My editor job requires that I examine writing closely, picking noxious nits out of otherwise healthy, happy articles. Here are a few common mistakes I see over and over. (I follow Chicago Manual of Style.)
· A comma follows the state or country name in running text: Mobile, Alabama, …
· IN, MI, NY are postal codes. Instead of IN, use Indiana or Ind., etc. (This rule is presently in flux and possibly dying a slow death.)
· Apostrophes are not needed in plurals, such as NGOs, 1900s, unless confusion results without them.
· Probably the most common spelling mistake made in English is confusing its (possessive) and it’s (it is). Double check!
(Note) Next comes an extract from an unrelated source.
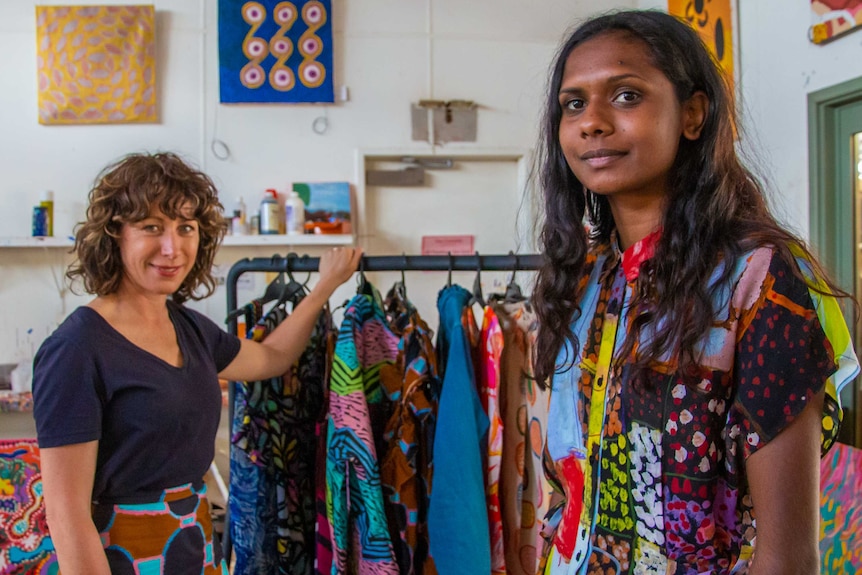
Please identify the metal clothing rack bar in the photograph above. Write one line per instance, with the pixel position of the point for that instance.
(297, 263)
· Placing a Bible verse at the head of a story/paragraph is not as effective as working it into your article.
· For referencing verses in running text, close your quote with quote marks, then put the reference in parentheses (abbreviate book name, or not), then follow with a period. Example: The shortest verse in the Bible is “Jesus wept” (John 11:35).
· People often cap many words that should not be. Examine why you want to capitalize a word. Is it a proper noun? Is it a title? Or is it only a subhead, which would not demand all caps?
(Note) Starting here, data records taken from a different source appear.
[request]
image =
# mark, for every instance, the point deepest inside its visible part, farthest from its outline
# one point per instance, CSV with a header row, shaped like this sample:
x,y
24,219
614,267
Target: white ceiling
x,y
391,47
· Note correct capitalization on these common words: Internet or Net; Scriptures, scriptural; Web or Web site; website.
· A comma should follow the year in running text: August 9, 2009, ….
· For dates, using th/nd/rd is not preferred; write August 9 (not August 9th, even though we do pronounce it that way!).
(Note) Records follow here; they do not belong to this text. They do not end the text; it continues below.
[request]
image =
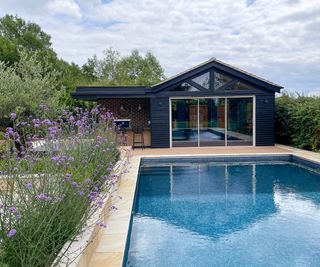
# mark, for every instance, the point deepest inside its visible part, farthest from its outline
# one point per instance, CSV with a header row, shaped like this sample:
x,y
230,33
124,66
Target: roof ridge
x,y
211,60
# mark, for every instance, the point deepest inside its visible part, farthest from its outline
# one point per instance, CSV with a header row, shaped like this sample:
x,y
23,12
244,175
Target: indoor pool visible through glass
x,y
226,214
· A dash between numbers requires an en dash, as in August 9–12.
Many people use ellipsis points excessively and incorrectly. Ellipsis points can be used to:
1. Show that words or sentences or paragraphs have been deleted from a quote.
2. Show that you will continue your message on the next line (I find this grossly overused as a design element that is not needed.)
3. End a sentence (no space preceding ellipsis), showing that you could say more, but won’t…
4. Make a dramatic pause. Use this rarely.
Do not mix use 1 with the others in the same piece, which would create confusion.
· Book, song, movie/film/video titles, and names of boats should be italicized.
· Words emphasized should preferably be set in italics, rather than in all caps or bolded.
· Bible verses do not need to be italicized in most cases; italics might be used as a design function.
Spell out any one-digit number: one, two, three, etc. Exceptions: chapter 1; page 3.
Quote marks, apostrophes
Make sure all quote marks are curved (“smart”). In Word, to get curved quotes, do a Find for a quote mark (single or double) and Replace All with the same quote mark; they will be changed automatically to smart ones. Do the same for apostrophes.
For a final check, do a Find for double spaces and Replace with one (changing one at a time is safest!).
Your attention to such details will no doubt please editors you hope to impress.